Les écoles de commerce leader, telles que l’ESSEC à Paris, ont suivi, offrant des cours de droit du luxe sur le curriculum de leurs MBA. A Londres, des avocats pro-bono présentent fréquemment des séminaires aux étudiants en design de la Royal College of Art et de Central Saint Martins. Les professionnels créatifs, et ceux qui les éduquent, reconnaissent qu’ils doivent être aussi conscients du changement de paysage, en droit du luxe, que leurs contreparties commerciales.

Tant Mr Devlin que le Professeur Scafidi attribuent le boom en droit de la mode au catalyste de la globalisation. “Les sociétés ne peuvent pas se permettre d’uniquement enregistrer des marques dans des juridictions étrangères,” dit le Professeur Scafidi. “Elles doivent aussi les faire respecter, et c’est là où les choses se compliquent.

“Vous devez protéger sans répit l’identité de votre marque dans tous les lieux où vous faite du commerce et vous devez avoir constamment à l’esprit qui exploitent vos brevets et inventions. Surveillez ces droits de propriété intellectuelle, partout dans le monde, est une tâche incessante pour les marques de mode, et un domaine dans lequel l’industrie perd des milliards de dollars chaque année.”

Etant donné que la longévité du capital d’une marque de luxe est liée à sa valeur en réputation, la contrefaçon a, de longue date, été un problème pour le secteur.

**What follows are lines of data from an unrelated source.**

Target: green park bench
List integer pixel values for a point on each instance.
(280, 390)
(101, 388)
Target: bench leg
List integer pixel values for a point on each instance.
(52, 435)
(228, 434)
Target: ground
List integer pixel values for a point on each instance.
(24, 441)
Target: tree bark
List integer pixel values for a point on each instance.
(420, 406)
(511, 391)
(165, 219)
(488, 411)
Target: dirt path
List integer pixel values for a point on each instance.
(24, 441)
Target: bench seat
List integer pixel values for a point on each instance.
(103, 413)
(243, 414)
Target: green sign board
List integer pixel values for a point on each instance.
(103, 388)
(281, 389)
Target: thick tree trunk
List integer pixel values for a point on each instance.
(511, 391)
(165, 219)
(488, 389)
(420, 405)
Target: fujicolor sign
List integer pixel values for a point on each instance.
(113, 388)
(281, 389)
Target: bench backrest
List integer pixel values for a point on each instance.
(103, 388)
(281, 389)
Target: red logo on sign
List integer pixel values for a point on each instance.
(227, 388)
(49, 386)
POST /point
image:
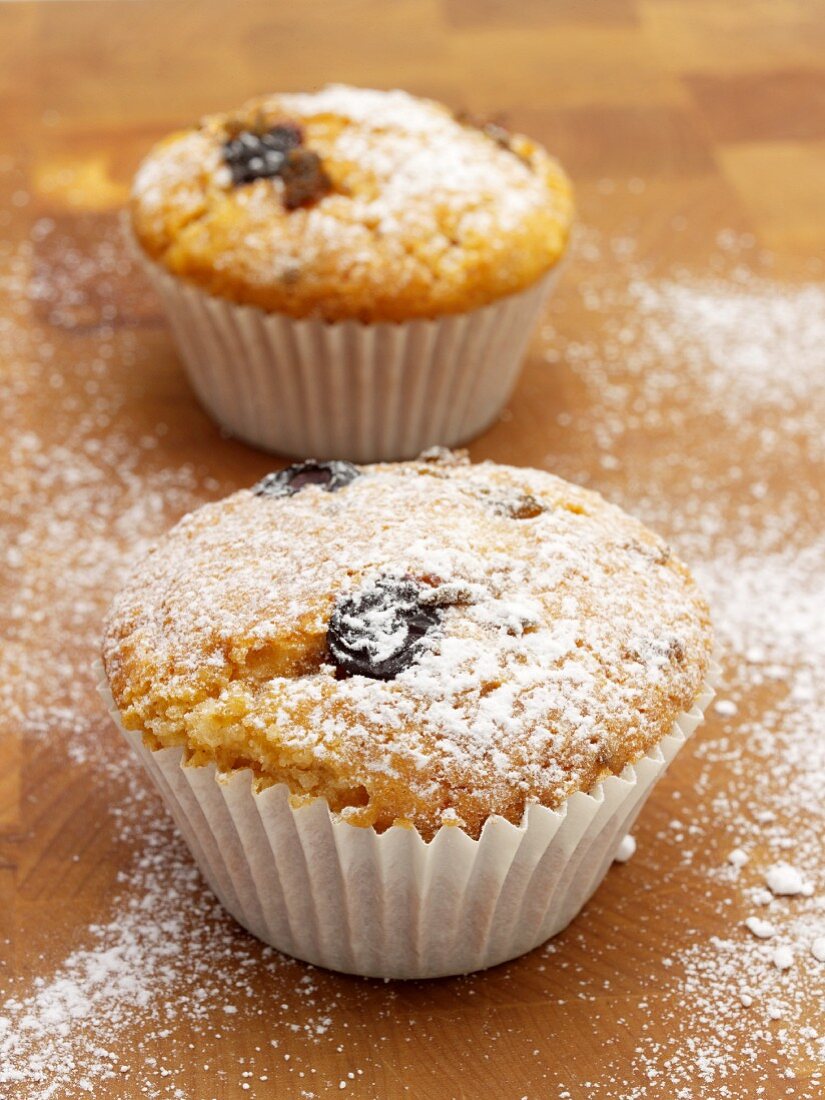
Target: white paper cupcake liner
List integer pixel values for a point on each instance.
(392, 905)
(345, 389)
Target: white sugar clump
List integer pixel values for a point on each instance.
(763, 930)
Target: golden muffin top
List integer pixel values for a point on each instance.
(352, 204)
(419, 642)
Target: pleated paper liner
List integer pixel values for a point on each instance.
(345, 389)
(389, 904)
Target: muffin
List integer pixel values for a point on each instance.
(405, 713)
(351, 273)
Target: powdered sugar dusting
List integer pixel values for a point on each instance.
(584, 641)
(711, 1016)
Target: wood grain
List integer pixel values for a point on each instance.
(668, 113)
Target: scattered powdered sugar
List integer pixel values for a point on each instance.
(761, 928)
(783, 879)
(685, 361)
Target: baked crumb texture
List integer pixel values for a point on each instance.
(427, 215)
(569, 640)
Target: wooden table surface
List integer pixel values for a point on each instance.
(695, 134)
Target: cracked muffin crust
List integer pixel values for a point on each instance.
(352, 204)
(420, 642)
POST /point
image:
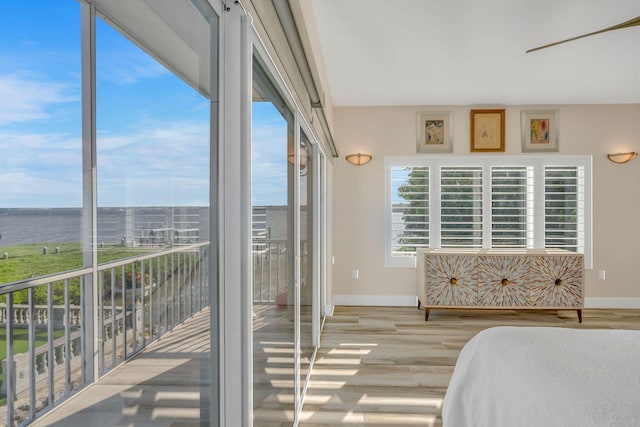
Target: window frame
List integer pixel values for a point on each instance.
(536, 227)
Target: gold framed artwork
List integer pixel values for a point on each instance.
(539, 131)
(487, 130)
(434, 132)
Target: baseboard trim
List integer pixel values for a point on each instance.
(411, 301)
(613, 302)
(376, 300)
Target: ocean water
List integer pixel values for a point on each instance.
(133, 224)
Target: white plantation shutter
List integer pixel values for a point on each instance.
(511, 206)
(487, 202)
(461, 207)
(564, 208)
(409, 210)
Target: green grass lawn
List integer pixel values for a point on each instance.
(21, 340)
(21, 345)
(28, 261)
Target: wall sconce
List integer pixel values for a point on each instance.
(359, 159)
(620, 158)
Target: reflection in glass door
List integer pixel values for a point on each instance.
(306, 206)
(273, 252)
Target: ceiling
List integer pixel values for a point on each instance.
(470, 52)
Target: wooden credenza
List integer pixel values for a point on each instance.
(500, 279)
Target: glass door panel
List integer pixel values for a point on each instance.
(273, 252)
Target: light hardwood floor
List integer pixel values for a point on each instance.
(388, 367)
(379, 366)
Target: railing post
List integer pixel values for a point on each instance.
(67, 338)
(32, 354)
(8, 367)
(50, 354)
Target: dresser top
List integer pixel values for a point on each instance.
(496, 251)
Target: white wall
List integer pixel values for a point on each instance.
(358, 196)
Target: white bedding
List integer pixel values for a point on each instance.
(551, 377)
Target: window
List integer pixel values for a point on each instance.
(409, 210)
(511, 206)
(461, 207)
(487, 202)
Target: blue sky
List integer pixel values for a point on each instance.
(152, 128)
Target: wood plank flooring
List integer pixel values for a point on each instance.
(378, 366)
(388, 367)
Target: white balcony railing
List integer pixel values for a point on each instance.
(138, 300)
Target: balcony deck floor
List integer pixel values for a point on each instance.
(166, 385)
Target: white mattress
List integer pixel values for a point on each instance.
(542, 376)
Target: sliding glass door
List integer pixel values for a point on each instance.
(285, 242)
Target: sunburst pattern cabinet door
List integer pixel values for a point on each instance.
(556, 281)
(503, 281)
(451, 280)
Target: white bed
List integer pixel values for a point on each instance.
(543, 376)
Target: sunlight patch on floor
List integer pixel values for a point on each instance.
(401, 401)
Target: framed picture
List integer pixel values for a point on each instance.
(487, 130)
(435, 133)
(539, 131)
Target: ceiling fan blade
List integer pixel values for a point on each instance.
(627, 24)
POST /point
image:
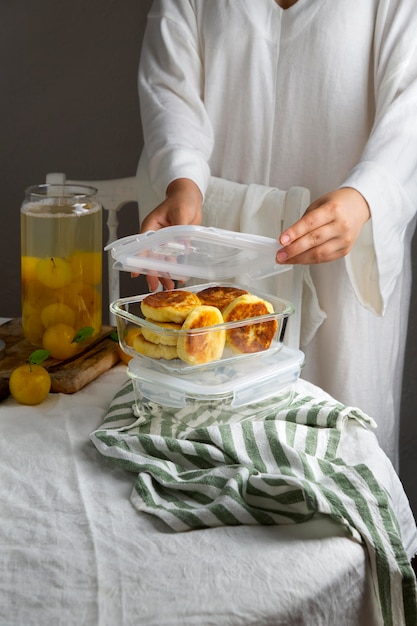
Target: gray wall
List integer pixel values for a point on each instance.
(69, 103)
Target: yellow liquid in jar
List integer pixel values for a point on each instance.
(61, 270)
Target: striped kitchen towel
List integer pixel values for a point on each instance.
(199, 469)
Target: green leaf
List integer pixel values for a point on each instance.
(83, 334)
(38, 357)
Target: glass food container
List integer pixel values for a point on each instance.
(61, 266)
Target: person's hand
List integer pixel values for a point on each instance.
(328, 229)
(182, 205)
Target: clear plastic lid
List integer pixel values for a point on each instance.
(239, 384)
(182, 252)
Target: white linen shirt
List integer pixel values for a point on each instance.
(321, 95)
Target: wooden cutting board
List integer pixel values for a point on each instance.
(66, 376)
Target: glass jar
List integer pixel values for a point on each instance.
(61, 265)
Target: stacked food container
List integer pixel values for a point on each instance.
(240, 361)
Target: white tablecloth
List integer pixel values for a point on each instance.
(74, 551)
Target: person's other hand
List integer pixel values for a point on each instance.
(182, 205)
(328, 229)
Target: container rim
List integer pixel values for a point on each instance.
(65, 190)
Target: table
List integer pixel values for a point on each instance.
(74, 551)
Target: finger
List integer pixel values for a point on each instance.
(330, 250)
(309, 241)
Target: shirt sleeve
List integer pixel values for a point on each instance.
(177, 131)
(386, 174)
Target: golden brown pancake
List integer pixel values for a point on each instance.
(220, 296)
(157, 335)
(154, 350)
(169, 306)
(251, 337)
(197, 348)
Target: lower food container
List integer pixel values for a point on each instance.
(245, 389)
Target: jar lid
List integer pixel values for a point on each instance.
(181, 252)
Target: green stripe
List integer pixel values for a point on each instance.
(381, 557)
(251, 446)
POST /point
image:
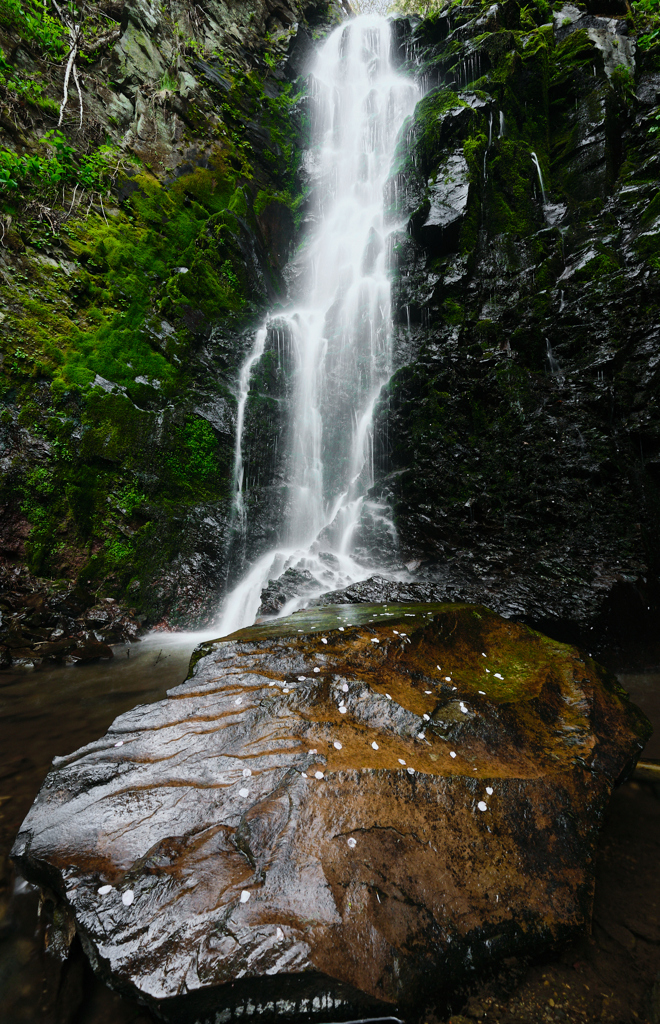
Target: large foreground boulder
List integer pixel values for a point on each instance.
(345, 810)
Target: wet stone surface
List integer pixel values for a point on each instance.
(433, 794)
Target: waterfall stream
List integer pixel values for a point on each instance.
(339, 329)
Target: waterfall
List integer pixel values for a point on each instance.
(540, 176)
(339, 325)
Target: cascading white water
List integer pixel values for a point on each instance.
(340, 331)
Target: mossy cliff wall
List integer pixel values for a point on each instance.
(139, 251)
(520, 436)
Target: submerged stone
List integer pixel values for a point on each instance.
(365, 866)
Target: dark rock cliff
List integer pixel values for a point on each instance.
(519, 436)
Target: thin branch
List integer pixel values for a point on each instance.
(73, 200)
(70, 65)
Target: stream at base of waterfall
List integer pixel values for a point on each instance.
(338, 335)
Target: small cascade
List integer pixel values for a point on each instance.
(238, 523)
(339, 332)
(540, 176)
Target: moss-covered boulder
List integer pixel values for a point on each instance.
(426, 782)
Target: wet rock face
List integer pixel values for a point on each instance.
(423, 781)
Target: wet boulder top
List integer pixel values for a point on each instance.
(426, 781)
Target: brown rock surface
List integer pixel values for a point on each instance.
(267, 848)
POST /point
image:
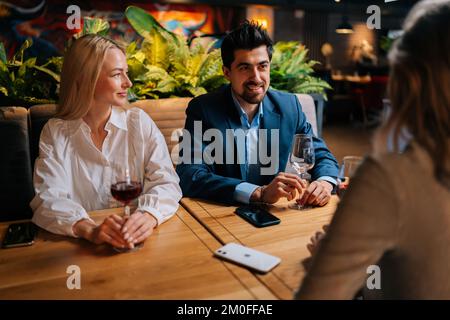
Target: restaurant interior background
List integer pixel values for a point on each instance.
(352, 61)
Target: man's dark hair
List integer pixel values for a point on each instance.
(248, 36)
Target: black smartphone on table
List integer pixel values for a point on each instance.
(19, 235)
(257, 216)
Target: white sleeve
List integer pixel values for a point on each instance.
(162, 191)
(53, 208)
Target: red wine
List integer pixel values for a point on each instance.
(341, 190)
(125, 192)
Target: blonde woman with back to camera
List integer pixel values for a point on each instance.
(396, 213)
(93, 136)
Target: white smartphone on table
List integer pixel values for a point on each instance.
(251, 258)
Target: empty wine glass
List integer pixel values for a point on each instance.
(348, 168)
(126, 188)
(302, 159)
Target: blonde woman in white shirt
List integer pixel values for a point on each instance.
(93, 136)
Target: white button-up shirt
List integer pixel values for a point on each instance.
(72, 176)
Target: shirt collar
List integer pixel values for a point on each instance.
(118, 118)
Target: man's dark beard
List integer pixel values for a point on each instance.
(252, 97)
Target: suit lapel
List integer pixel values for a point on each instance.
(234, 122)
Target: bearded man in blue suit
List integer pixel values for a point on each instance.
(267, 119)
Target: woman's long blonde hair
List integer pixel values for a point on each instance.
(81, 68)
(419, 84)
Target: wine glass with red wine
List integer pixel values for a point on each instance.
(302, 159)
(348, 168)
(126, 188)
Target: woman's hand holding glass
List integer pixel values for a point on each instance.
(138, 227)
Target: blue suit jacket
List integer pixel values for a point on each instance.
(282, 111)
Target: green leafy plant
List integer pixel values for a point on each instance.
(291, 71)
(165, 65)
(25, 82)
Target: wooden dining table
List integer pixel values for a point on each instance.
(176, 262)
(286, 240)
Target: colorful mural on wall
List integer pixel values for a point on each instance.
(45, 22)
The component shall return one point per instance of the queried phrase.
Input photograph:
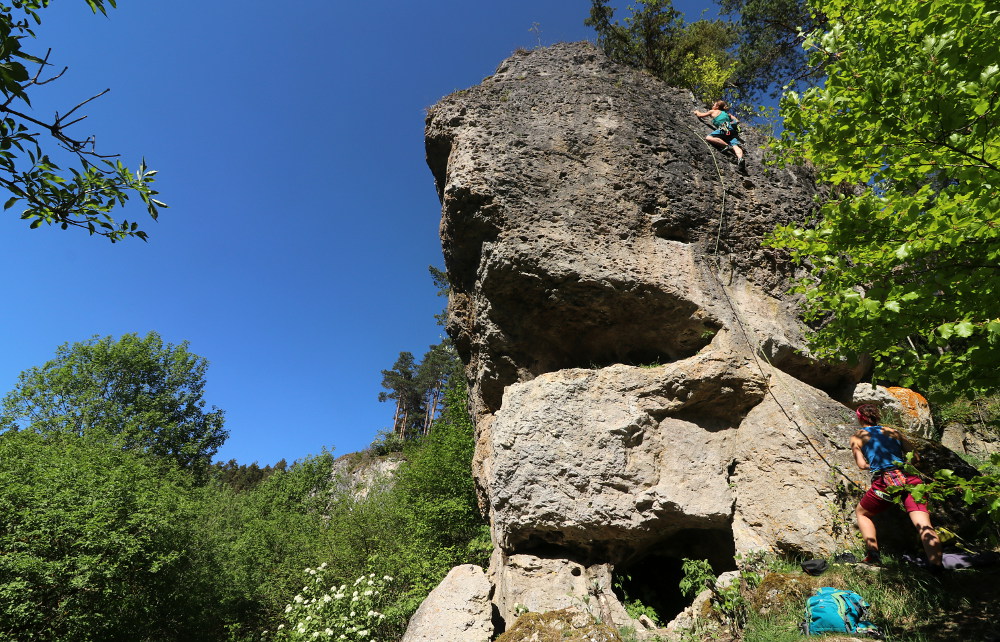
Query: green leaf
(964, 328)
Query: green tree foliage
(83, 195)
(262, 537)
(655, 37)
(422, 522)
(145, 393)
(417, 388)
(905, 254)
(99, 544)
(243, 477)
(769, 47)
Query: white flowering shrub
(345, 612)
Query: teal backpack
(833, 610)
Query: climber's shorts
(877, 500)
(728, 138)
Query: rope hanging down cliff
(755, 347)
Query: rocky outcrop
(640, 382)
(904, 406)
(458, 610)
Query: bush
(346, 612)
(97, 544)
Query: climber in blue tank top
(725, 135)
(879, 449)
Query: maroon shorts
(877, 500)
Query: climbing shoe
(873, 558)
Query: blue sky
(289, 143)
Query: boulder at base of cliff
(567, 625)
(458, 610)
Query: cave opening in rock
(650, 583)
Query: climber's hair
(868, 414)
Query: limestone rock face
(911, 407)
(640, 383)
(458, 610)
(587, 222)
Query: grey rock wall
(640, 382)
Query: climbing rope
(755, 350)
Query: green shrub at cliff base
(327, 610)
(980, 494)
(98, 544)
(908, 266)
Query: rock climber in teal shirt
(725, 135)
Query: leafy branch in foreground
(906, 254)
(83, 195)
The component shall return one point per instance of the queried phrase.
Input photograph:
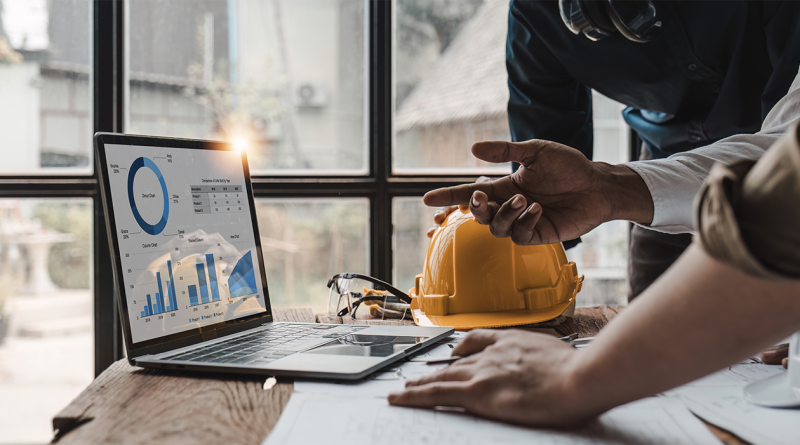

LVMH pratique, de manière réputée, une politique de “tolérance zéro”, et introduit des actions en justice même contre les fabricants de petite taille. L’équipe juridique du groupe, constituée de 60 salariés, forme en outre les fonctionnaires chargés de faire respecter la loi sur comment sévir sur les ventes de rue.

“Les actions formulées contre Ebay par LVMH, Tiffany & Co et d’autres groupes de luxe, en relation avec le rôle pour un tiers d’agir comme un gendarme contre les produits contrefaits, ont été un moment judiciaire décisif”, dit le Professeur Scafidi.

A côté du Council of Fashion Designers of America, le Professeur Scafidi est un élément moteur derrière l’Innovative Design Protection and Piracy Prevention Act, qui est en attente d’être entendu par le Congrès américain.

Les luttes intestines sont légions, dans cette industrie, soit contre les marques de prêt-à-porter qui essayent de vendre des copies de modèles présentés sur les défilés à prix bas, soit entre les labels haute couture eux-mêmes.

L’affaire entre deux labels français, Yves Saint Laurent et Christian Louboutin, sur la protection de la marque sur les semelles rouges, va faire jurisprudence pour la protection d’une couleur dans l’industrie de la mode américaine  – si Mr Louboutin gagne.

“La question est essentiellement la suivante: est-ce qu’une couleur peut vraiment être enregistrée comme une marque, de la même manière qu’un imprimé?” dit Louise Nash, associée basée à Londres, chez Covington & Burling, le cabinet d’avocats américain, qui compte Armani parmi ces clients.

“Quand l’utilisation d’une couleur, sur la portion d’un vêtement, peut-elle passer d’un élément de design à une marque permettant d’identifier la source, la rendant susceptible de protection juridique? Le conflit a divisé l’industrie de la mode, étant donné que les deux camps, et leurs alliés, ont un enjeu important, en termes de profit et prestige.

“Nous sommes toujours très loin de toute forme d’harmonisation PI dans le secteur du luxe”.